When building an Expressive Home, the focus is on quality over quantity. The reason building a new home feels so exciting is the way your imagination conjures dreams to recreate powerful emotions important to you. Think about it. Your design preferences typically reflect a lifetime of experiences with favorable emotions. You may like contemporary architecture and modern designs with their simple themes and clean lines. This may stem from the feeling of order and balance, which helps you feel peaceful and relaxed. You may prefer European influences as they invoke a spirit of adventure and uniqueness. Whatever your preferences are, they will typically be tied to an emotional experience. A good architect will seek to understand what emotional connections you want from a home, as well as how you intend to live in it.

Homes today are becoming larger and larger often because they are trying to fulfill a need without first understanding the emotional connection. Prominent designs include more rooms, grander scales, and lofty proportions. We are led to believe this is what we want, and we will be happier with the luxury these extra spaces can provide. Why then does happiness in a home continue to be so elusive?

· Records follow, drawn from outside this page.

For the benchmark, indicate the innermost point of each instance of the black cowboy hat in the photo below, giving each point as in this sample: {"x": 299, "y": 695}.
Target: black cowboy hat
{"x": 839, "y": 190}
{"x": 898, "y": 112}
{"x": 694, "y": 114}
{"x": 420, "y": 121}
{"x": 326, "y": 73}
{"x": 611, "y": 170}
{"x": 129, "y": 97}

Having a big home is not a problem as long as you don’t compromise good design for more square feet. The idea is no matter what size your house is, make it an Expressive Home. An Expressive Home is a well-designed home paying particular attention to the details important to you, and ultimately reflects your passions, interests, and the way you live. An Expressive Home embraces you every time you enter and continually comforts you as you move through its spaces.

When building your new home, take note of the way you feel in different parts of a house. What are you trying to accomplish? Many people fondly reflect on warm cozy spaces where they feel comfortable and can relax. They feel at home. Many home designs today are spacious and impressive. Twenty foot ceilings in great rooms and entryways abound. What they often lack is personality. Think about where in your home you spend your time today? Which rooms do you use the most? Take the time to consider why you use those spaces the most. Where do you go to relax? What is your favorite part of the home? Would you rather invest in rarely used spaces like formal dining rooms and living rooms, or spend the money on a smaller, but carefully detailed home, more fully expressing your personality.

Sarah Susanka is one of the most preeminent architects helping people rethink how houses are designed and what characteristics make it a home. She wrote the book The Not So Big House, which emphasized the wonderful design concept where the quality of the home is much more important than how big it is. These principles are probably even more relevant today than when she first introduced them.

We are gobbling up land faster than ever and spending a fortune to construct colossal homes everywhere. We seek to improve our quality of life through larger homes and more features without first understanding what it is that brings meaning to our life, and what role our homes play in the process. By improving the quality, design, and accoutrements of the spaces in our homes, the living experience becomes more expressive of who you are and the way you really live.